Learn more about their research.
“Working in conjunction with caregivers and patients, we developed and incorporated specific directions, which we call countermeasures, on how teams working on process improvements can overcome the challenges in sustaining changes. Thus, our research offers preliminary evidence on ways to overcome these challenges and sustain the overall process improvement. The evidence presented in our research suggests that using these countermeasures not only help sustain process improvements but also result in greater patient satisfaction and better medical outcomes,” Sharma said.
About Luv Sharma:
- Sharma joined the Moore School’s management science department in July 2016 as an assistant professor.
- His research interests focus on understanding how information systems and other operational capabilities help develop an efficient and patient-centric health care delivery system.
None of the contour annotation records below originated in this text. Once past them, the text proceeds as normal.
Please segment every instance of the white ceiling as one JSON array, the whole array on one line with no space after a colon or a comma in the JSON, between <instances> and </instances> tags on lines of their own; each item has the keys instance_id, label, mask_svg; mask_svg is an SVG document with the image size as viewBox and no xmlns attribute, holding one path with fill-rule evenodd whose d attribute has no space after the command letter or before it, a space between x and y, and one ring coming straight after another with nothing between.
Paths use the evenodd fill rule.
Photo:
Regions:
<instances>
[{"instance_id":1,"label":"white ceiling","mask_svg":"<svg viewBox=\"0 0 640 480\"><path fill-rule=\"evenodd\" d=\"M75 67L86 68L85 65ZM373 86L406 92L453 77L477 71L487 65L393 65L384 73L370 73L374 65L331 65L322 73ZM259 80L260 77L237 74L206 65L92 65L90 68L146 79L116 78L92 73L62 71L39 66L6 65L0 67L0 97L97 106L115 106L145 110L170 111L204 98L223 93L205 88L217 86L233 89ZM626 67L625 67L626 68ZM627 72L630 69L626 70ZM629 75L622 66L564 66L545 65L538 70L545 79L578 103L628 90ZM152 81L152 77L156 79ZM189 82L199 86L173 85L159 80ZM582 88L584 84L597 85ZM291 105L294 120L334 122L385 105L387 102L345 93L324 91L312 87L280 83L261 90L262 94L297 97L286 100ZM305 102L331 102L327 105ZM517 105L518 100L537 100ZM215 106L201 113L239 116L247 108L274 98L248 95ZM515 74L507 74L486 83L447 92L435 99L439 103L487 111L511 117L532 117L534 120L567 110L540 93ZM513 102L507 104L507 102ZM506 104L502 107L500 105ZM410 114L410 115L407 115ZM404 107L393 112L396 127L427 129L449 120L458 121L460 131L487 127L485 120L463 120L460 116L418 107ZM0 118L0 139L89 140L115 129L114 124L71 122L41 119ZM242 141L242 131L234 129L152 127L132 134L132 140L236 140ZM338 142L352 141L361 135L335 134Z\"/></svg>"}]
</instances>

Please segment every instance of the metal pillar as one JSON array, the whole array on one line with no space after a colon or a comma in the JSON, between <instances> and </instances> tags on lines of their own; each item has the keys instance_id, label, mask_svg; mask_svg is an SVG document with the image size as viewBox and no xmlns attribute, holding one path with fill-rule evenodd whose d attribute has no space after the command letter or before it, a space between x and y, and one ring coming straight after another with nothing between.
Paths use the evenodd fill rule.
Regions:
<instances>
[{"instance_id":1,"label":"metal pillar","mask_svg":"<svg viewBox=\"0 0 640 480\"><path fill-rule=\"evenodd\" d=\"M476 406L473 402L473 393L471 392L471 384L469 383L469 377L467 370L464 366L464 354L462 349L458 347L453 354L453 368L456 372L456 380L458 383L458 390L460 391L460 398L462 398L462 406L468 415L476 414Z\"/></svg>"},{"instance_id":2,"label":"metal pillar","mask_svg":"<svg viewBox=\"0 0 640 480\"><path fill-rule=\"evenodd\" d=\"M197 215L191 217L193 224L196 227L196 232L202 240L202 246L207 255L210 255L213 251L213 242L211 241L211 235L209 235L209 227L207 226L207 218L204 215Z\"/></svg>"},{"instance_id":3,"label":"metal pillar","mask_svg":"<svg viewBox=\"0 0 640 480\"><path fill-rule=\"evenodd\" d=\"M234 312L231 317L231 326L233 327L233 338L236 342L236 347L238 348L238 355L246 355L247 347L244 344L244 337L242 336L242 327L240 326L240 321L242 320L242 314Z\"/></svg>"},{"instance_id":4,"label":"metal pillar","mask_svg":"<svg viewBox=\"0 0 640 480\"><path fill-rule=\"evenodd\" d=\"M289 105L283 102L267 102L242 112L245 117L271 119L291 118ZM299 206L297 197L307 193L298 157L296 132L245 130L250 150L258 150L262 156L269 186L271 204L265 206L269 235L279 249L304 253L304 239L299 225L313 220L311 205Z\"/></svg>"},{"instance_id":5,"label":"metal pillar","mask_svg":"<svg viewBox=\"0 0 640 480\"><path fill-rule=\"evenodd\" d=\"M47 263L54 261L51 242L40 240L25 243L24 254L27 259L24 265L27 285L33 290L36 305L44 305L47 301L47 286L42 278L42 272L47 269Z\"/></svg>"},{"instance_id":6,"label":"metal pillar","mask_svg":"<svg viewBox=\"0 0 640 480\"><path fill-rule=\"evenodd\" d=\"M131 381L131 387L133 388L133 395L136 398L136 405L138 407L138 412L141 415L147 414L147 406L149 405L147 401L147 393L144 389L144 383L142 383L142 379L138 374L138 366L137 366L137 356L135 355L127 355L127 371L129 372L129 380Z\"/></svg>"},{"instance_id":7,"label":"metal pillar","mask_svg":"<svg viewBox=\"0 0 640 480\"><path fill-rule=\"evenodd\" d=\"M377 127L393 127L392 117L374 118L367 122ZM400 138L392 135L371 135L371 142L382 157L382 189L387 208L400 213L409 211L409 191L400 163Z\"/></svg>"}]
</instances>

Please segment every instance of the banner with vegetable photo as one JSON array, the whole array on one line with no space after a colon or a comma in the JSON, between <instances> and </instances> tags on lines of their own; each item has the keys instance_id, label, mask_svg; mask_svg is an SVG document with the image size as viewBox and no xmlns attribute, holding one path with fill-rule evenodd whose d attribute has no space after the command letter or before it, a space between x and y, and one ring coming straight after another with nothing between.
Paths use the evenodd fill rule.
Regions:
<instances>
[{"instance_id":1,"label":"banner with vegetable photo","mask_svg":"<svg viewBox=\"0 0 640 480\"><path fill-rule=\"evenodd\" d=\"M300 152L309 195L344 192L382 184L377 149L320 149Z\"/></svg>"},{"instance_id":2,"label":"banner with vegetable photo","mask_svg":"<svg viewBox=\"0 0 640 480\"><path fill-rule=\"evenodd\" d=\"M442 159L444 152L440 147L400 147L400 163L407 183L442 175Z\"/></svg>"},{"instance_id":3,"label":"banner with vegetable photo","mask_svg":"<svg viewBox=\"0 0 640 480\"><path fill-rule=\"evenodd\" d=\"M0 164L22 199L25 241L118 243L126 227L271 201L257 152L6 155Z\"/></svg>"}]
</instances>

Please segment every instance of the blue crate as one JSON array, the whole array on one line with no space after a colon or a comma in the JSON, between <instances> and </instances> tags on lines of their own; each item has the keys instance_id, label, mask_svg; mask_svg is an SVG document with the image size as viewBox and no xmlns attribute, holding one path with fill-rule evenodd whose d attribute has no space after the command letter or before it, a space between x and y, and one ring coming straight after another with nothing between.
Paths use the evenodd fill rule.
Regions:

He is also interested in knowledge management and organizational learning issues and the role of analytics in influencing organizational competitiveness.
- He teaches introduction to operations management at the undergraduate level and research seminars at the Ph.D. level.
- Sharma earned his bachelor’s degree in mechanical engineering from Motilal Nehru National Institute of Technology; he also earned master’s in mechanical engineering and nuclear engineering, an MBA and a doctorate in operations management from Ohio State University.
Sharma’s research team included Gopesh Anand, an associate professor of business administration and the academic director for operations management for the University of Illinois Urbana-Champaign, and Aravind Chandrasekaran, a professor of operations and associate dean for graduate programs and executive education for Ohio State University.
The research team recently received the Illinois Strategic Organizations Initiative Research Award, which recognizes high-quality scholarship at the intersection of strategy and organization. The paper was selected from a pool of research papers published over the past five years.
Ongoing research:
Within health care, Sharma is conducting research on topics related to operational excellence, establishing patient-centered care, the impact of insurance type on care delivery, drivers behind opioid prescriptions, impact of family engagement in care delivery outcomes and the impact of technology in operations.